7.4 The other patent documents are no nearer the subject-matter of Claim 1 than the two documents discussed above. As mentioned earlier, the welding device constructions they disclose likewise do not use a feed member in the form of a slide. Moreover, their design of the electrode mounting is such that electrode removal can be effected only by withdrawing the electrode towards the weld. Thus, those documents, too, either individually or combined, could not suggest the combination of features given in the characterising portion of Claim 1.
7.5 The precision spot-welding device in Claim 1 thus involves an inventive step (Article 56 EPC). Claim 1 is thus allowable in accordance with Article 52(1) EPC.
8. Dependent Claims 2 to 10 relate to special embodiments of the invention in Claim 1 and are thus also allowable.
9. The amendments to points in the description other than the statement of the problem are also allowable. The addition of a passage to the description, dealing with the device according to US Patent Specification 2 912 564 (page 1, line 31, to page 2, line 19, of the description) is useful for understanding the invention (Rule 27(1) (c) and (d) EPC), since that device represents the state of the art which the invention in Claim 1 takes as a starting point, and aims to advance. The new second paragraph on page 3 of the description forms the basis for the statement in Claim 1 that ball-guide rails are known. There can likewise be no objection to the amendments and transpositions in the part of the description dealing with a number of embodiments of the invention given in the dependent claims. These take due account of the amendments to the dependent claims and the inter-relationships between those claims as well as obviating discrepancies between the description and the claims. The other minor changes are of an editorial nature.
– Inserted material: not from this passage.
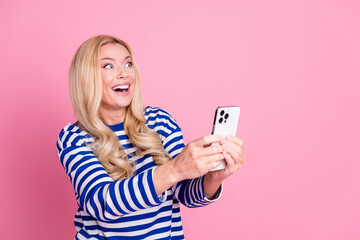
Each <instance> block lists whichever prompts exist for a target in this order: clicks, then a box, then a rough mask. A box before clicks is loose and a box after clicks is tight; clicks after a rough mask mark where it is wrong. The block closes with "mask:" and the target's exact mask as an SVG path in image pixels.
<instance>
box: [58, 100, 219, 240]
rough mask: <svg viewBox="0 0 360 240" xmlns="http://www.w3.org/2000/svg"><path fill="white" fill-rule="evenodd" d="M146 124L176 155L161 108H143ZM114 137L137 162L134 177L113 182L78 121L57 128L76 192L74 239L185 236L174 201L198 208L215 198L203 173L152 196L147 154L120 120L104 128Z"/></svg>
mask: <svg viewBox="0 0 360 240" xmlns="http://www.w3.org/2000/svg"><path fill="white" fill-rule="evenodd" d="M144 114H145V119H146V123H145V124H146V125H147V126H148V127H149V128H150V129H153V130H155V131H156V132H157V133H158V134H159V136H160V138H161V141H162V143H163V145H164V148H165V150H166V151H167V152H168V153H169V154H170V155H171V157H172V158H175V157H176V156H177V155H178V154H179V153H180V152H181V151H182V149H183V148H184V142H183V137H182V133H181V129H180V128H179V126H178V125H177V123H176V121H175V120H174V119H173V118H172V117H171V116H170V115H169V114H168V113H167V112H166V111H164V110H162V109H160V108H152V107H147V108H146V109H145V112H144ZM109 127H110V128H111V129H112V130H113V131H114V132H115V134H116V135H117V136H118V137H119V141H120V144H121V145H122V146H123V147H124V149H125V152H126V154H128V157H129V161H133V162H135V164H136V168H135V174H134V176H133V177H130V178H125V179H121V180H115V181H114V180H113V179H112V178H111V177H110V176H109V175H108V174H107V172H106V170H105V169H104V167H103V166H102V164H101V163H100V161H99V160H98V159H97V157H96V156H95V155H94V154H93V152H92V151H91V149H90V148H89V147H88V146H87V145H88V144H89V143H92V142H94V140H93V139H92V138H91V137H90V135H88V134H87V133H86V132H85V131H83V130H81V129H80V128H79V127H78V126H77V124H72V123H69V124H68V125H67V126H66V127H65V128H64V129H62V131H61V132H60V135H59V139H58V141H57V154H58V157H59V159H60V162H61V164H62V166H63V167H64V169H65V172H66V174H67V175H68V176H69V178H70V181H71V183H72V185H73V187H74V190H75V196H76V200H77V204H78V207H79V208H78V210H77V212H76V214H75V221H74V223H75V228H76V231H77V234H76V236H75V239H111V240H115V239H184V235H183V229H182V224H181V216H180V206H179V202H181V203H182V204H183V205H185V206H187V207H190V208H192V207H202V206H206V205H208V204H209V203H211V202H214V201H215V200H217V199H218V198H219V197H220V195H221V192H222V188H219V190H218V192H217V193H216V195H215V196H214V198H213V199H212V200H209V199H207V198H206V197H205V193H204V188H203V181H204V177H199V178H195V179H189V180H184V181H181V182H179V183H177V184H175V185H174V186H172V187H171V188H170V189H168V190H167V191H165V192H164V193H162V194H160V195H157V194H156V190H155V186H154V179H153V173H154V169H155V167H156V165H155V163H154V161H153V158H152V156H149V155H145V156H136V155H135V151H136V147H135V146H133V145H132V143H131V142H130V140H129V139H128V137H127V136H126V134H125V133H124V129H123V123H119V124H117V125H111V126H109Z"/></svg>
10. The additions and corrections to certain reference symbols in the drawing are also allowable. It is immediately evident (Rule 88 EPC) from the description of the figures in the original documents what the correct position of reference symbol 3 should be, what the correct reference symbols should be or to which part of the drawing they refer.
ORDER
For these reasons, it is decided that:
The decision of the Examining Division of the European Patent Office of 5 November 1980 is set aside. The case is remitted to the first instance with the order to grant a European patent containing the 10 claims received on 14 July 1981 together with the description and drawing filed on the same date.